Hiring Sonya, the pet psychic. I’m as cynical as you get. I think 99 percent of those kinds of people are frauds. But the stuff she knows about Cleo was so on point [like her favorite food bowl and the fact that she put tuna juice, not meat, on his food], she couldn’t look that up on the Internet.

What’s so special about Cleo?

He’s the little man of the house, and he’s really conscious of my health. When I’m sick, he lays on top of me. Cleo started stroking my head when my back hurt. He’s like a protective Jewish mother.

What do you tell people who have lost a pet?

Do everything you can to get your cat back. After 2 ½ months, I was ready to give up — yet I knew he was alive. Also, I learned a lot about compassion from this ordeal. I encountered so many people who were so incredible. I couldn’t have gotten through it without them.

Here kitty, kitty: Experts share tips for finding lost cats

* Being prepared is key, says Mieshelle Nagelschneider, renowned cat behaviorist and author of “The Cat Whisperer.” “Have your cat micro-chipped and wearing a collar with an ID tag that says, ‘Inside cat. I’m lost,’ and then your phone number.”

* Search at night with a flashlight. “The neighborhoods are much quieter for your cat to hear you call her name,” says Nagelschneider. “Often cats will be hiding in a tree, and a flashlight helps illuminate their reflective eyes making them easier to locate.”

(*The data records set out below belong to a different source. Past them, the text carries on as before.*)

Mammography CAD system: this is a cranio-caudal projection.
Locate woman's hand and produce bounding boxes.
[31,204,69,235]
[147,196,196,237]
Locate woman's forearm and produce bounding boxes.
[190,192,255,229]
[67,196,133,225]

* Stick close to home. “Generally, if a pet is lost, you want to look nearby,” says Peter L. Borchelt, Ph.D., a

Brooklyn-based animal behaviorist with 39 years of experience. “You hear all these stories about animals crossing the country, but a cat tends to get frightened and stays close to home.”

* Don’t give up. “I’ve had people who find a cat a month or two later,” says Borchelt.

* Be skeptical of pet psychics. One helped Gershon, but Borchelt says, “I don’t believe in them; I think they’re bogus.”